Le Parlement voit dans la levée de l’obligation de contracter un bon moyen de lutter contre la hausse des coûts de la santé et d’améliorer la qualité des soins. Deux objectifs qui semblent toutefois contradictoires. Les partisans du projet partent du principe que les caisses-maladie passeraient des contrats avec les médecins qui fournissent les meilleures prestations afin d’être attrayantes pour les patients. Mais n’ont-elles pas tout intérêt à travailler en priorité avec les praticiens « bon marché » sans tenir compte de la qualité des soins ? Les médecins qui accompagnent de nombreux patients souffrant de maladies chroniques et présentent donc des factures élevées seraient mis sous pression, ce qui n’améliorerait en aucun cas la qualité des soins. De plus, les caisses-maladie ont à l’heure actuelle déjà la possibilité d’agir contre les médecins qui facturent inutilement des prestations ou ne satisfont pas aux exigences légales en matière de qualité.
Un moment mal choisi
Les justifications de cette proposition ne sont pas les seules à agacer, le moment est aussi particulièrement mal choisi, ce pour deux raisons.
Premièrement, la pénurie de main-d’œuvre qualifiée est l’un des problèmes les plus brûlants du secteur de la santé. Si l’obligation de contracter est levée, les conditions seront encore moins attractives et les jeunes et futurs médecins seront d’autant moins enclins à embrasser cette profession ou à continuer de l’exercer. De plus, les professionnels de la santé se plaignent depuis des années de la charge administrative qui pèse sur eux. Lever l’obligation de contracter ne ferait qu’accroître la bureaucratisation.
Deuxièmement, depuis trois ans, tous les cantons ont la possibilité de limiter les autorisations d’exercer délivrées à certains spécialistes. Les partisans de la motion sont d’avis que cette mesure n’a pas eu les effets escomptés. Force est pourtant de constater qu’il est trop tôt pour tirer des conclusions, ce qu’Elisabeth Baume-Schneider reconnaît elle-même. À l’avenir, les médecins titulaires d’une autorisation délivrée par les cantons pourraient être refusés par la caisse-maladie, ce qui équivaudrait dans les faits à une interdiction d’exercer. L’insécurité s’installerait inévitablement chez les médecins et les patients.
Donner tout le pouvoir aux caisses-maladie ?
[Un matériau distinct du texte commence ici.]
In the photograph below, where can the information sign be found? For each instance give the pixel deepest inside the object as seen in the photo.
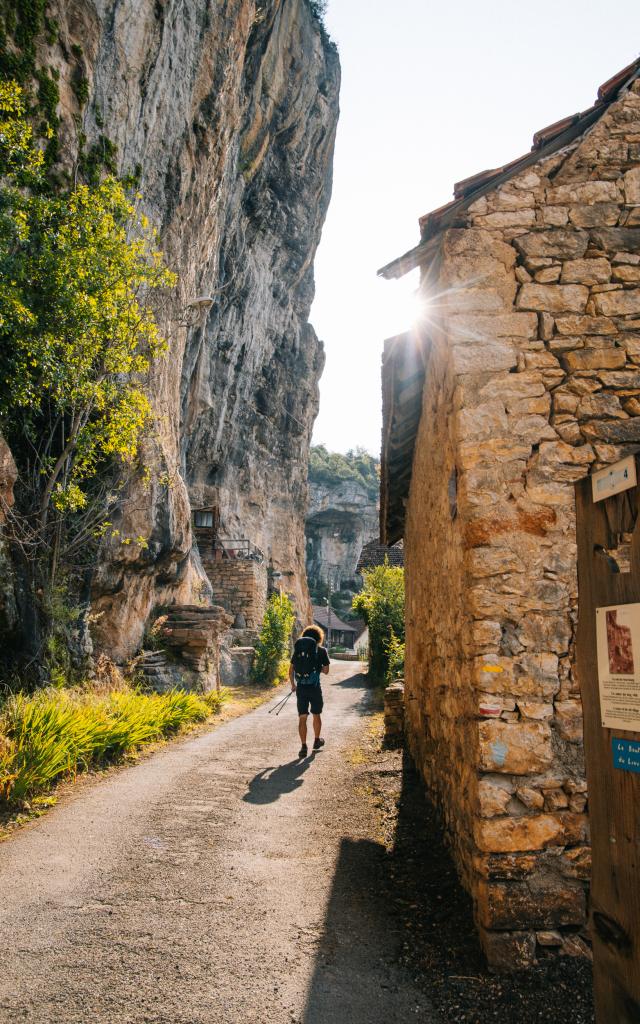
(617, 640)
(626, 754)
(610, 480)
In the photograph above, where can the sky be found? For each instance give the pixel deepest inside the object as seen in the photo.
(432, 92)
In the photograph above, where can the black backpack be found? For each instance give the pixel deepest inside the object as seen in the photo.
(305, 658)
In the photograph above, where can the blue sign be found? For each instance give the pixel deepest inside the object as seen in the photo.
(626, 754)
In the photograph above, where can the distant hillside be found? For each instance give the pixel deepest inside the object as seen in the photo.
(332, 468)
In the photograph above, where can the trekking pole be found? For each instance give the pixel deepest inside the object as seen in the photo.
(283, 702)
(284, 699)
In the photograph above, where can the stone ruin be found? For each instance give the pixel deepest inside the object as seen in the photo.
(523, 378)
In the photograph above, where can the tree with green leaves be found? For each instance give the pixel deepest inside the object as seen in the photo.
(271, 657)
(381, 603)
(78, 336)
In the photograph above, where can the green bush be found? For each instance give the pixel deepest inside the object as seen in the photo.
(381, 603)
(59, 732)
(331, 468)
(395, 654)
(271, 659)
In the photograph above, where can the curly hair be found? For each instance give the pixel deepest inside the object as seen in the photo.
(315, 632)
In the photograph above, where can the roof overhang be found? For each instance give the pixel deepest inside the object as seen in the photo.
(546, 141)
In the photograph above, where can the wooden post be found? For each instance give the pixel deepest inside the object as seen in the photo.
(613, 793)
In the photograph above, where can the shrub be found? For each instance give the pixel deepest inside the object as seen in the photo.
(271, 658)
(395, 654)
(381, 603)
(54, 733)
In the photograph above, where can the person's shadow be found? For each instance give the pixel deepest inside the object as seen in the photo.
(271, 783)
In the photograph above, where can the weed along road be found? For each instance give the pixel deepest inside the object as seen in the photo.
(220, 881)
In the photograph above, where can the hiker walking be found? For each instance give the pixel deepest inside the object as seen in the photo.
(309, 658)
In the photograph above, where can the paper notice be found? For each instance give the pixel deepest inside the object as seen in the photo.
(617, 638)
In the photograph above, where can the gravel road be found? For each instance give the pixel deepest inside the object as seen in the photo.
(219, 881)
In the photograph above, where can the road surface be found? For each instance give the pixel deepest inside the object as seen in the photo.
(219, 881)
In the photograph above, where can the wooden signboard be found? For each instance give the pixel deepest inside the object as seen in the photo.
(608, 647)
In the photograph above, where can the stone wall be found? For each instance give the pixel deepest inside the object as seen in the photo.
(534, 381)
(240, 586)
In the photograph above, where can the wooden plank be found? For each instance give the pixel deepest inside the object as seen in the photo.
(613, 794)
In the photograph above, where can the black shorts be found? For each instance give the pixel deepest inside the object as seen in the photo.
(309, 695)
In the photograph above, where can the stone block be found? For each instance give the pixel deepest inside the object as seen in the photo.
(505, 866)
(518, 904)
(600, 404)
(561, 244)
(615, 303)
(494, 561)
(486, 357)
(527, 833)
(632, 185)
(535, 710)
(507, 218)
(586, 192)
(585, 325)
(598, 215)
(515, 748)
(479, 328)
(494, 798)
(568, 719)
(530, 798)
(548, 274)
(595, 358)
(613, 431)
(628, 274)
(576, 863)
(507, 951)
(482, 422)
(586, 271)
(553, 298)
(628, 380)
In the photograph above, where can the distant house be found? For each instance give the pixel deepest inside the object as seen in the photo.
(375, 553)
(341, 634)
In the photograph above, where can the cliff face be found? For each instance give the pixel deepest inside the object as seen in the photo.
(341, 518)
(227, 112)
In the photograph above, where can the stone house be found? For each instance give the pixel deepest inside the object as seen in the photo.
(522, 378)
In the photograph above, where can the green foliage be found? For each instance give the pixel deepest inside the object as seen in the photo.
(381, 603)
(332, 468)
(77, 337)
(271, 658)
(55, 733)
(318, 8)
(22, 23)
(395, 653)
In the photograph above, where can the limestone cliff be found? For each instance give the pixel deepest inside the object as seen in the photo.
(226, 112)
(341, 518)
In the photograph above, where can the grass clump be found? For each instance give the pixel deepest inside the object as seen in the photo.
(55, 733)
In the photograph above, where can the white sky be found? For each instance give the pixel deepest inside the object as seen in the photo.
(433, 92)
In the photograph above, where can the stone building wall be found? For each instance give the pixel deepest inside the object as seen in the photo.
(536, 344)
(240, 586)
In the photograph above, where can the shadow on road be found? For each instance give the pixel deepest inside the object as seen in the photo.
(271, 783)
(354, 981)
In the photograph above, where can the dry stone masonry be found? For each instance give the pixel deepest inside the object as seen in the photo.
(531, 380)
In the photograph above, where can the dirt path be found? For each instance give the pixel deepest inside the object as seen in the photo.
(218, 881)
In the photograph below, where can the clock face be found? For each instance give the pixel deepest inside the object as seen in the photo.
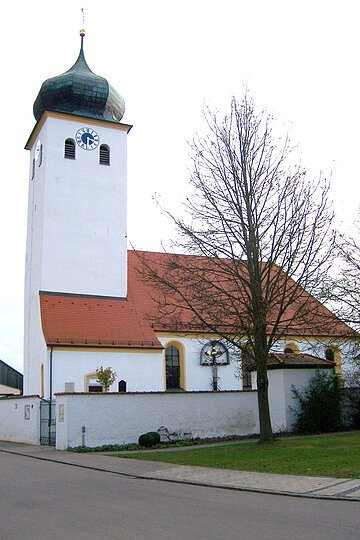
(87, 138)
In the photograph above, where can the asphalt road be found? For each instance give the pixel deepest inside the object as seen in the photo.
(48, 500)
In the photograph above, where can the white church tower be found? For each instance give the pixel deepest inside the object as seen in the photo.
(76, 239)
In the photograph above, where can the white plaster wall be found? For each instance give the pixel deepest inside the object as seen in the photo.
(142, 371)
(122, 418)
(277, 400)
(199, 377)
(84, 246)
(298, 378)
(283, 406)
(4, 389)
(13, 425)
(34, 344)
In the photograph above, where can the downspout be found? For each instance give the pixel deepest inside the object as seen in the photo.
(50, 392)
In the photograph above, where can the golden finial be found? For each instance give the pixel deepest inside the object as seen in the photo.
(82, 31)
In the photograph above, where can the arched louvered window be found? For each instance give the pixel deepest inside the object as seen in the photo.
(104, 156)
(33, 170)
(40, 156)
(69, 150)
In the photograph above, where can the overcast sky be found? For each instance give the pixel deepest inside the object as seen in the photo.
(299, 59)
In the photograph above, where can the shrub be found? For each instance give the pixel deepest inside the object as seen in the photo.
(149, 439)
(320, 404)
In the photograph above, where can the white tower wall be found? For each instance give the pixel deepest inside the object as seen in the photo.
(77, 241)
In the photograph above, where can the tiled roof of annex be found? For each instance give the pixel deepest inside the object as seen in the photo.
(132, 322)
(297, 360)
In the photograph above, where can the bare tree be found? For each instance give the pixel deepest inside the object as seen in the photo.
(262, 239)
(343, 290)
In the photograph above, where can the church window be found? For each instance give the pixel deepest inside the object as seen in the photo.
(291, 348)
(69, 150)
(33, 170)
(122, 386)
(40, 156)
(172, 364)
(104, 156)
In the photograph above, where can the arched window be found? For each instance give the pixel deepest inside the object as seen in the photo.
(40, 156)
(122, 386)
(172, 362)
(69, 149)
(104, 155)
(33, 170)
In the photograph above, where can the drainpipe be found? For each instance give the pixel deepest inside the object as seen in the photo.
(51, 353)
(50, 392)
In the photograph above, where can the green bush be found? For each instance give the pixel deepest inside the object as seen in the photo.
(320, 404)
(152, 438)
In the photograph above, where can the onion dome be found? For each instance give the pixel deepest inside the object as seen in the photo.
(80, 91)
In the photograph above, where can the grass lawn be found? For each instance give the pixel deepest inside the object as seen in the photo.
(336, 455)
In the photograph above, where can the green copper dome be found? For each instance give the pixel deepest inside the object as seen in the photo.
(80, 91)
On en vient finalement à se poser une question stratégique : si l’obligation de contracter est levée, les assureurs pourront sélectionner les fournisseurs de prestations et piloter le système de santé. Dans quel but le Parlement, censé représenter les patientes et les patients, laisserait-il de son plein gré les rênes de la santé aux caisses-maladie qui ne font que poursuivre leurs propres intérêts ? Pourquoi serait-ce à un assureur de décider quels critères de qualité un fournisseur de prestations doit remplir en Suisse ?
Durant les trente dernières années, le Parlement et le peuple se sont maintes fois prononcés en faveur de l’obligation de contracter et donc du libre choix du médecin. Près des trois quarts de la population se restreignent déjà de leur propre chef et optent pour le modèle du médecin de famille ou de la télémédecine en échange d’une réduction de primes, ce qui permet d’économiser des coûts, tout en laissant le libre choix aux patients. En revanche, la levée de l’obligation de contracter sèmerait le trouble et l’incertitude sans faire gagner le moindre centime.
Légende
Durant les trente dernières années, la population s’est prononcée plusieurs fois contre la levée de l’obligation de contracter. Pourtant, le Parlement a de nouveau chargé le Conseil fédéral de rédiger un projet de loi allant dans ce sens.